We all have a potential roadmap. That roadmap differs for each of us, depending upon our interests and skill set. Yet all roadmaps should include some core principles:

  • Step 1: Envision.
    • What do you want to accomplish? Make your goals ambitious but realistic. Create certain mile-markers of achievement. 
  • Step 2: Prepare.
    • Much like building a house, a person must create a strong foundation to build a brilliant future. Forget about the past. Build from a clean slate, focusing on what you’re going to create. Prepare for the future you envision. 
  • Step 3: Action.
    • Take action steps showing that you align your goals with the success you’re going to create.

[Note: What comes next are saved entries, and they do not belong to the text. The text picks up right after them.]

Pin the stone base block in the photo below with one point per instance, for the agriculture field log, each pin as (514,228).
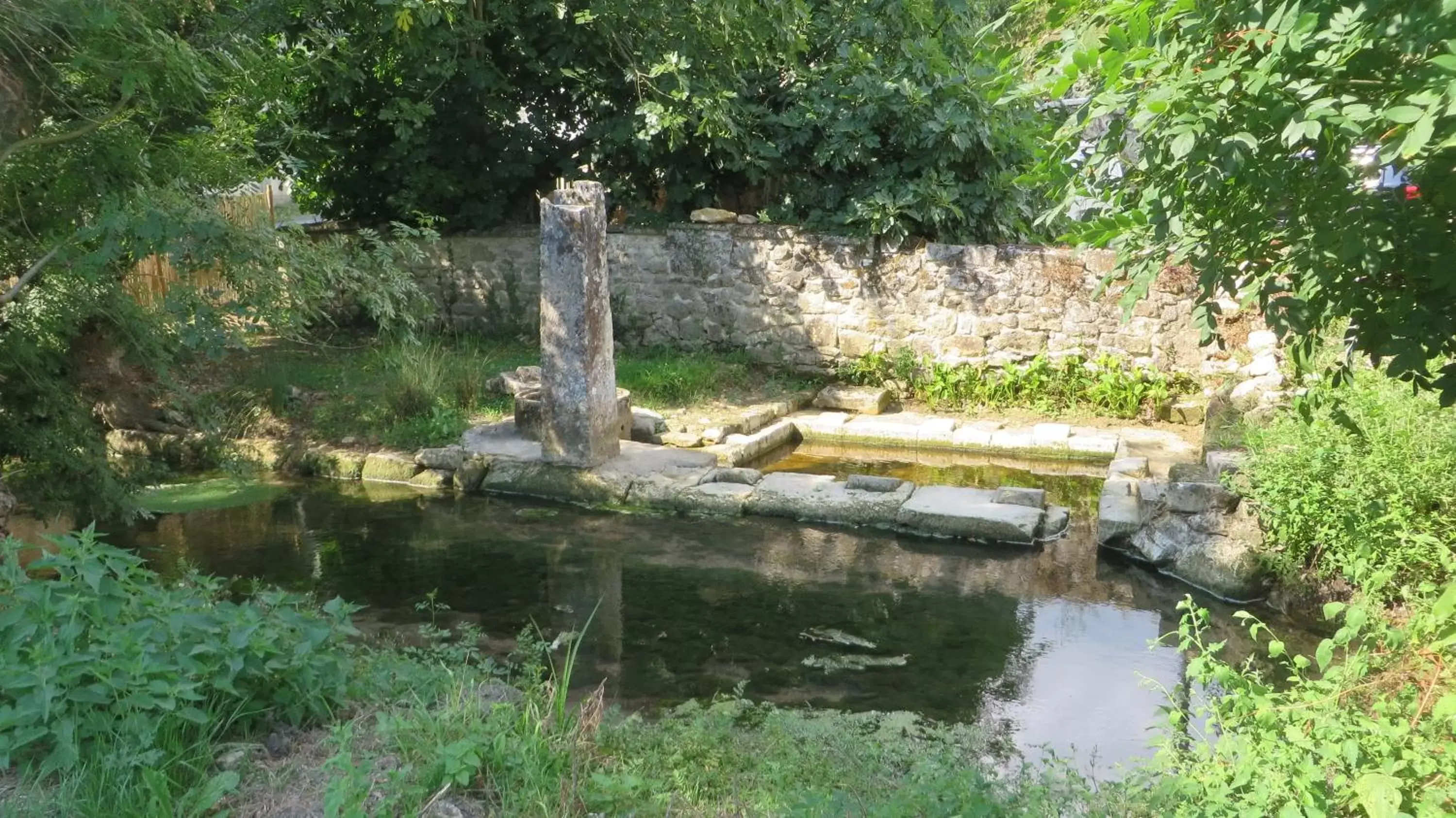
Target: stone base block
(860,399)
(823,500)
(389,468)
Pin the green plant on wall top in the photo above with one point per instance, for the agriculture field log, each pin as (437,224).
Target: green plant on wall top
(874,117)
(101,660)
(1107,385)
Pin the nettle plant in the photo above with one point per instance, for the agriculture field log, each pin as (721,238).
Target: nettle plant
(1365,727)
(1107,383)
(101,655)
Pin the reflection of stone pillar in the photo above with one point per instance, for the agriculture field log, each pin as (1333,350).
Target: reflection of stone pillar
(579,377)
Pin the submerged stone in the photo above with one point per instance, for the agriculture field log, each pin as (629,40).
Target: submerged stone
(332,463)
(823,500)
(855,663)
(433,479)
(389,468)
(447,458)
(836,637)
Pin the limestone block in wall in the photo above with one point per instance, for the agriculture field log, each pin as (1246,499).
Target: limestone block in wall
(1018,341)
(963,347)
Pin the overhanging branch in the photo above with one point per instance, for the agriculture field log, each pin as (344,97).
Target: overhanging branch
(25,278)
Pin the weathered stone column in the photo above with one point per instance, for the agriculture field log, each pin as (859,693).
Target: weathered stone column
(579,376)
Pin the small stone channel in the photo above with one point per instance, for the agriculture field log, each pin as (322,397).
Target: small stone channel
(1042,647)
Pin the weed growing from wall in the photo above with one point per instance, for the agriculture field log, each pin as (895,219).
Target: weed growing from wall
(1107,385)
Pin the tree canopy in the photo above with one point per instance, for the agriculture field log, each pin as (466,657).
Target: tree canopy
(1242,139)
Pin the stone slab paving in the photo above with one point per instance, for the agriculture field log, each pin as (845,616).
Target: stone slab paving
(692,481)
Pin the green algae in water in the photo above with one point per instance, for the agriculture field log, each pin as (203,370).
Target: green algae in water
(220,492)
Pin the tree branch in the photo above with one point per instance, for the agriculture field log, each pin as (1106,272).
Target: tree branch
(67,136)
(25,278)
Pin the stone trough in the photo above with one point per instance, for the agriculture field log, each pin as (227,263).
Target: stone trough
(497,459)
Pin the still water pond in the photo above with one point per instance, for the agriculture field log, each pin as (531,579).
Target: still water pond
(1040,648)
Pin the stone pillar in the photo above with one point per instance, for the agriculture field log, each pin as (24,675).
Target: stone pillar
(579,376)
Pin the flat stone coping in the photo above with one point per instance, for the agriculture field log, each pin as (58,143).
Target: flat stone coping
(932,433)
(497,459)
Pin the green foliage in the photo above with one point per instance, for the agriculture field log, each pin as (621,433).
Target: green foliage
(120,127)
(219,492)
(1363,728)
(1368,479)
(1106,386)
(98,653)
(1235,137)
(876,117)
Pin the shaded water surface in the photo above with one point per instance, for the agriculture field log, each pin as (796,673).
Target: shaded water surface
(1042,648)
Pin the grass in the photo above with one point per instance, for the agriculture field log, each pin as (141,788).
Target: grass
(1107,386)
(411,395)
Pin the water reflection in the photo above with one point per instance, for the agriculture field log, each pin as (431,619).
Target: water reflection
(1040,647)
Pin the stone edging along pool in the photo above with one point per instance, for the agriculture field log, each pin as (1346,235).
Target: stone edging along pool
(494,459)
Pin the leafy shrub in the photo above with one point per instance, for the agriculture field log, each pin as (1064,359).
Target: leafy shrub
(1106,385)
(876,117)
(1371,478)
(1363,728)
(739,757)
(95,648)
(667,377)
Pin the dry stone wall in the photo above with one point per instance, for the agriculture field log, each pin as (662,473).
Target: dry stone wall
(813,300)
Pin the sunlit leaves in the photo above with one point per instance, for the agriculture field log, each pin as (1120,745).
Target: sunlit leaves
(1308,102)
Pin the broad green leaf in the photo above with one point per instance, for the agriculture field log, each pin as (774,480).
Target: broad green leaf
(1379,795)
(1183,143)
(1404,114)
(1419,136)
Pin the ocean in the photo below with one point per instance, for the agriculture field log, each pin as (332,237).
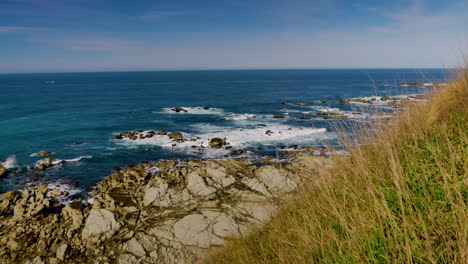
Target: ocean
(75,115)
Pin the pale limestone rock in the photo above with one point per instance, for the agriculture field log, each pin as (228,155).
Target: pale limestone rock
(134,247)
(155,193)
(218,176)
(127,259)
(256,185)
(192,231)
(72,211)
(224,225)
(276,182)
(197,186)
(100,222)
(260,212)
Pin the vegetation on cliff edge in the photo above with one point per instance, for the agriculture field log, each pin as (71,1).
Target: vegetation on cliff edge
(400,198)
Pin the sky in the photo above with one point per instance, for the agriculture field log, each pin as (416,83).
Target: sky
(122,35)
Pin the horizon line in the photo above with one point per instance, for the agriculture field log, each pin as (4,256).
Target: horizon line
(233,69)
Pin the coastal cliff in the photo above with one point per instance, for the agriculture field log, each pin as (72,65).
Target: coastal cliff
(166,212)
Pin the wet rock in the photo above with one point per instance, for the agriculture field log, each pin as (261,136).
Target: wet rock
(217,142)
(179,109)
(43,153)
(3,171)
(177,137)
(238,152)
(44,164)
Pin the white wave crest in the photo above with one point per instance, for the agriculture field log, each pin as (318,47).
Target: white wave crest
(78,158)
(198,110)
(9,162)
(236,137)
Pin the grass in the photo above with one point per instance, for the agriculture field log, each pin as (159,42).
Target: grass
(400,198)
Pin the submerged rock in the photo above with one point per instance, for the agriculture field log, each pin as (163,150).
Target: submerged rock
(45,164)
(43,153)
(217,142)
(166,212)
(179,109)
(3,171)
(177,137)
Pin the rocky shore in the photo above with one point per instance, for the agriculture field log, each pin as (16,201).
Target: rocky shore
(166,212)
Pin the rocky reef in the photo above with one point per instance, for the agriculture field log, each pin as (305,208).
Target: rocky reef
(154,212)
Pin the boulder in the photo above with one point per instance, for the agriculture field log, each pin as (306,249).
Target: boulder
(179,109)
(43,153)
(100,224)
(72,212)
(192,230)
(218,175)
(3,171)
(328,113)
(217,142)
(176,136)
(197,185)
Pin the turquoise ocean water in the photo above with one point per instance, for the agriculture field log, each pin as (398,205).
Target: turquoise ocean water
(74,115)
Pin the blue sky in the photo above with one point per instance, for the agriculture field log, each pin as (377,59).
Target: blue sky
(118,35)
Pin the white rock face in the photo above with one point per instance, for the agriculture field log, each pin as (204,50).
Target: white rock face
(218,175)
(60,254)
(100,222)
(197,186)
(275,181)
(155,193)
(132,246)
(224,226)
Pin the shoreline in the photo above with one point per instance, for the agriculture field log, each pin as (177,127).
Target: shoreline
(169,210)
(172,210)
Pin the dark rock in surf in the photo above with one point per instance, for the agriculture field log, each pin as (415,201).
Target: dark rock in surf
(3,171)
(217,142)
(179,109)
(177,137)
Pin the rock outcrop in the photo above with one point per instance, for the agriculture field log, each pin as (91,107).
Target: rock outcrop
(217,142)
(3,171)
(166,212)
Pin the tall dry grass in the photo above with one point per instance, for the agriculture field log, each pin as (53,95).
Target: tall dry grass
(400,198)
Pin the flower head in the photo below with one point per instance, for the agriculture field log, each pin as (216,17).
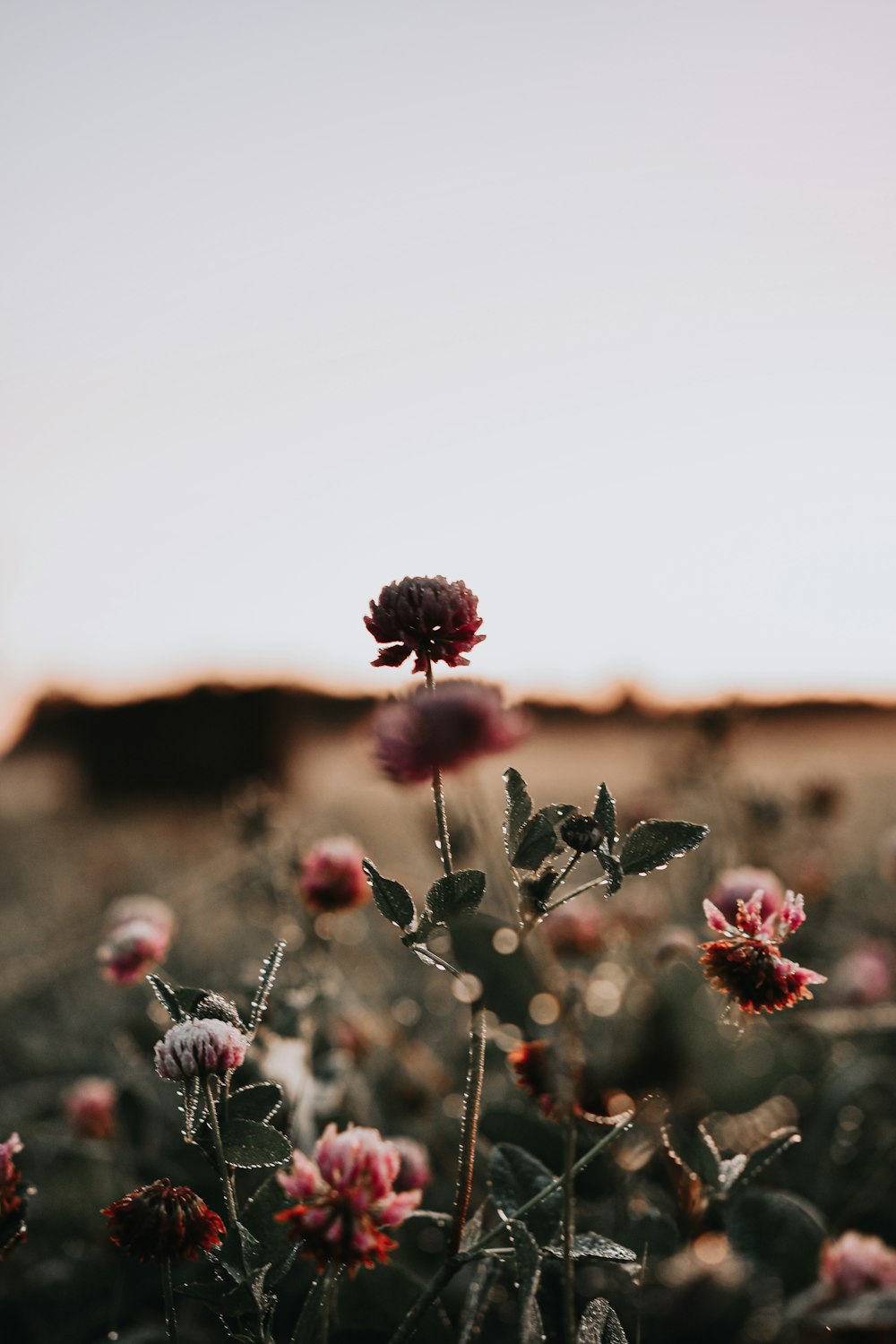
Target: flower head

Each step should lead closer to the goals, and the goals must align with the vision.
  • Step 4: Perseverance.
    • Expect setbacks but stay the course. Build a record of persistence and commitment. Those efforts yield enormous results, in geometric proportions.
  • Step 5: Accountability.
    • Create metrics to measure progress on a daily basis. As James advised, follow up to get things done. If things go wrong, show the corrective action to get back on track.

Conclusion:

In James, we meet someone who understood the value of hard work from a young age. He took on responsibilities and challenges that positioned him for success. He didn’t seek the easy way, as I had done as a young man. On the contrary, the Air Force exposed James to the value of discipline and training. Lessons from his cumulative experiences catapulted James to the highest levels of corporate success.

It’s never too early, and it’s never too late to prepare for success. Employers and customers judge a person on the value a person can provide—but a person must learn to sell strengths, just as the chef that persuaded Jim to extend an opportunity.

As with each lesson, we invite participants to embark upon a journey of personal development. The following questions may prompt next steps.

Self-directed Learning:

  • Choose any three of the following questions. Write a three-paragraph response, with a minimum of three sentences in each paragraph (minimum of nine sentences for each response).
  1. In what ways did James help create his ability to succeed?
  2. How can you emulate James to create your recipe for success?
  3. How can you develop mentors that will influence your prospects for success?
  4. In what ways are you holding yourself accountable?
  5. How would you respond to prospective employer that asked why you’re a worthy candidate?
  6. What unique passion do you possess that might fuel an entrepreneurial venture?
  7. Identify five steps to position yourself for higher levels of success going forward.
  8. Describe three ways that the military improved Jim’s chances for success?
  9. Why does Jim say accountability is crucial for an individual and to an organization?
  10. What lessons did Jim learn from Yammer when the company grew from six employees to more than 500 employees?